Pompeo had in mind nothing less than the removal of the Chinese Communist Party as the government of China. This is scary stuff.

But last week Pompeo made a major speech in California which must have sounded alarm bells in Canberra. It called for a new alliance of democracies which would aim not just to curtail China’s growing influence, but to fundamentally “change China”.

“If the free world doesn’t fundamentally change” the way it deals with China, he said, “Communist China will surely change us”. It was crystal clear that he had in mind nothing less than the removal of the Chinese Communist Party as the government of China.

Pompeo’s faith-based policy

This is scary stuff. Scarier still, Pompeo blithely assured his audience that this would be easy. He had faith in that, he said, because America had beaten the Soviet Union in the previous Cold War. “And most of all, I have faith we can defend freedom because of the sweet appeal of freedom itself.”

It seems that Payne is not yet convinced by Pompeo’s faith-based policy. Nor are other influential voices in Australia. Last week, John Howard weighed in to warn that Australia had to live with China as it is, and should take a pragmatic approach to dealing with it. “The endgame,” he said, “is to maintain … a good economic relationship with China.”

And the economic risks are not the only factors to consider. There are big strategic risks, too. We must wonder whether it is smart to launch a new cold war against an adversary as formidable as China – far more formidable in some key ways that the Soviet Union ever was – without a much clearer idea of how the struggle can be waged and won. Or indeed whether it can be won at all.

However, many people – including members of the Coalition parties – will be disappointed at Payne’s refusal to join Washington’s latest “coalition of the willing”. She can expect some pushback from the self-styled “Wolverines” – a loose grouping of backbenchers who agitate for a harder line against Beijing.

And, in truth, Payne’s clear refusal – at least so far – to follow where Washington wants to lead still leaves unanswered some very important questions about how the Morrison government plans to manage the escalating rivalry between the two countries in the world that matter most to us.

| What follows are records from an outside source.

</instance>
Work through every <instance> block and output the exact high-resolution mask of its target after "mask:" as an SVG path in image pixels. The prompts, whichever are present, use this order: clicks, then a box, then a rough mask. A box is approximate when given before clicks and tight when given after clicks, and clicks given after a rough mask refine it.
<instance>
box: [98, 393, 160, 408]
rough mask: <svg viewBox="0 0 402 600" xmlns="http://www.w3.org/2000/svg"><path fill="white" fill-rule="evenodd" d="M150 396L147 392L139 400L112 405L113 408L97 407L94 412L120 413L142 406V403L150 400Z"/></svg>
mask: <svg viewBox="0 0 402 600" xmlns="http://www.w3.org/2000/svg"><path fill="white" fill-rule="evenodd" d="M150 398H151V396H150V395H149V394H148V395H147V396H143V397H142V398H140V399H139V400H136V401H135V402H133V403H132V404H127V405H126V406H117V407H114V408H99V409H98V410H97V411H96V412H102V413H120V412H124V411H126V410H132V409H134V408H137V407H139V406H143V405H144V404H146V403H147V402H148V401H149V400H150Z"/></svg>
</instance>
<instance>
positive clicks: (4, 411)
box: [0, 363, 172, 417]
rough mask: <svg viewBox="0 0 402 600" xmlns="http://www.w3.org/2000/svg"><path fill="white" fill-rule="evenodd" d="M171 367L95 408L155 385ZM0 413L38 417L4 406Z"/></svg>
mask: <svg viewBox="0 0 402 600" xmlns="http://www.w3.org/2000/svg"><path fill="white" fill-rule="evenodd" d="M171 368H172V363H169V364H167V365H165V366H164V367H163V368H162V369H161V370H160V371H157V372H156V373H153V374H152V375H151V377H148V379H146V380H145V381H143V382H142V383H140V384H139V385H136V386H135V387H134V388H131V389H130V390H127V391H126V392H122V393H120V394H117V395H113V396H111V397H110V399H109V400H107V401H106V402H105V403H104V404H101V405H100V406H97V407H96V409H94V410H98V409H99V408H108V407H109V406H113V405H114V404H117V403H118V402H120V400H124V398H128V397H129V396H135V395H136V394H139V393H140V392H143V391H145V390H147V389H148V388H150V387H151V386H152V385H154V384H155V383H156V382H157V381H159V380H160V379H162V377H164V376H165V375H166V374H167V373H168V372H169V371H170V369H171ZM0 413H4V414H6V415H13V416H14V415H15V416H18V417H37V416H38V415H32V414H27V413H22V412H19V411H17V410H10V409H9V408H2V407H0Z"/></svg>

The government has made it clear that it still sees the US as essential to regional stability and Australia’s security. Last week Payne and Defence Minister Linda Reynolds wrote that “ongoing US engagement is as vital as it is certain”.

But how can Australia continue to have confidence in the US when we do not endorse its key policies in Asia? How can we expect Washington’s support when we do not support its objectives? How exactly does the government think our US alliance is going to work over coming years, when our strategic risks are going to grow alarmingly?

Likewise, how does Payne reconcile her commendable commitment to avoid injuring our relationship with China with the careless and even reckless way that Canberra has needlessly infuriated Beijing in recent months?

Clearly we face an extremely complex task in balancing the competing imperatives to manage this extraordinarily important relationship. What we need are some clear, consistent and well-articulated principles. What we get instead are vapid assertions from Scott Morrison that we will always uphold our values.

Refusing to join Pompeo’s new cold war with China is a good start, but it doesn’t get us very far. The government still needs to decide, and explain to us, how it plans to manage Australia’s most serious foreign policy challenge in many decades.